Candi Kidal terletak di Desa Kidal, KecamatanTumpang, Kabupaten Malang (tepatnya sekitar 20km kearah timur dari kota Malang). Candi ini dapat dikatakan merupakan candi pemujaan yang paling tua di Jawa Timur, karena pemerintahan Airlangga (11-12 M) dari Kerajaan Kahuripan dan raja-raja Kerajaan Kediri (12-13 M) hanya meninggalkan Candi Belahan dan Jalatunda yang merupakan petirtaan atau pemandian.
Sebuah arca singa yang sekarang berada di “Royal TripicalInstiute” Amsterdam diduga berasal dari Candi Kidal.
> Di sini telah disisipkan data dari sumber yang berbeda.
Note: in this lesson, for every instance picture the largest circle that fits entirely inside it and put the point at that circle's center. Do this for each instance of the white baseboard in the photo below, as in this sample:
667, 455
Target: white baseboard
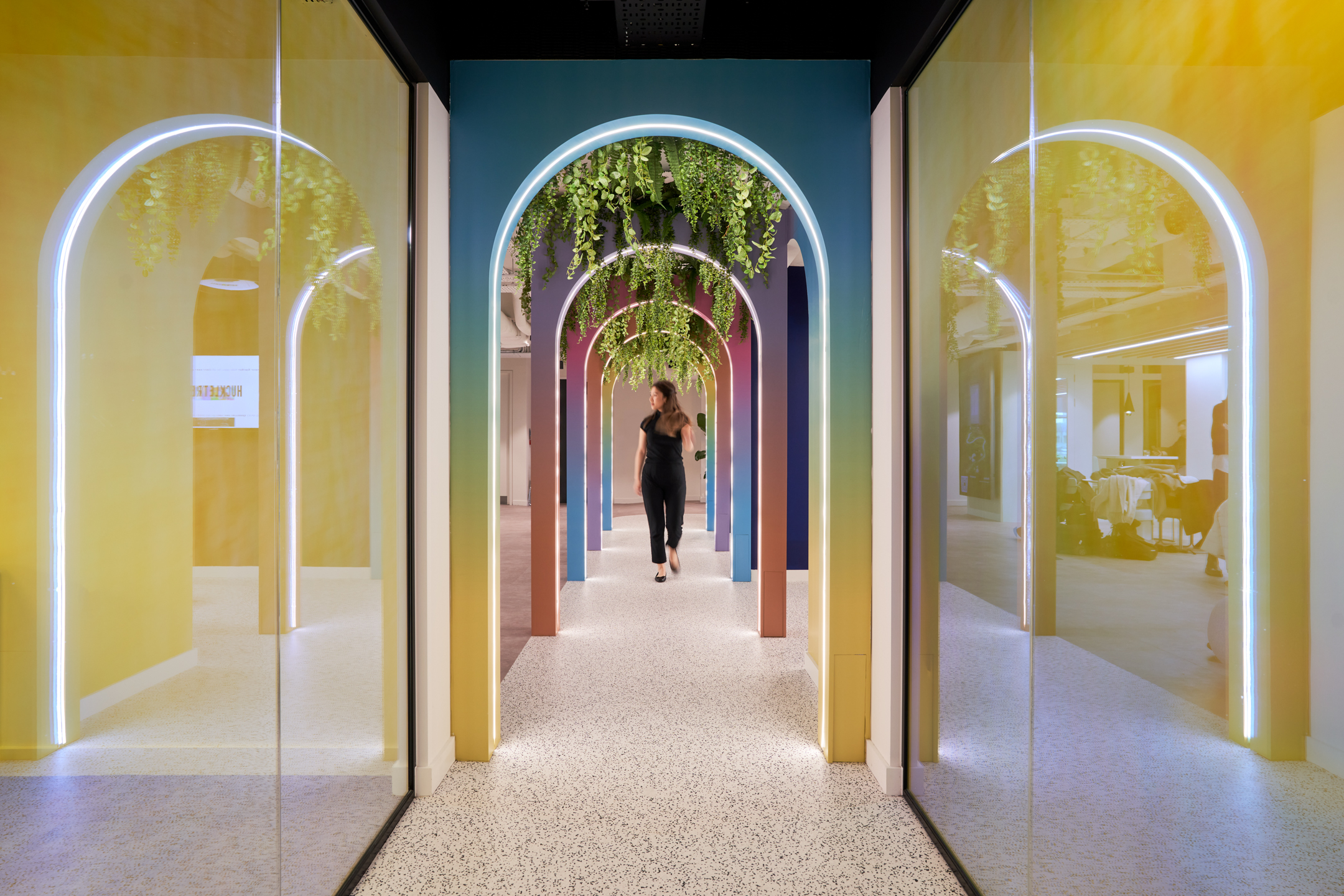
223, 572
1324, 755
334, 572
889, 777
114, 694
812, 670
429, 777
790, 576
307, 572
Arca tersebut tingginya  1.23 m, digambarkan dengan sikap berdiri, bertangan empat, tangan kanan belakang memegang Aksamala, tangan kiri belakang memegang cemara. Kedua tangan depan ditekuk di muka dada, telapak tangan kiri terbuka menghadap keatas sedang telapak tangan kanan ada di atas telapak tangan kiri dalam sikap menggenggam dengan ibujari diarahkan keatas. Di sampingnya terdapat bunga teratai yang keluar dari bonggol, menunjukkan personifikasi Dinasti Singosari.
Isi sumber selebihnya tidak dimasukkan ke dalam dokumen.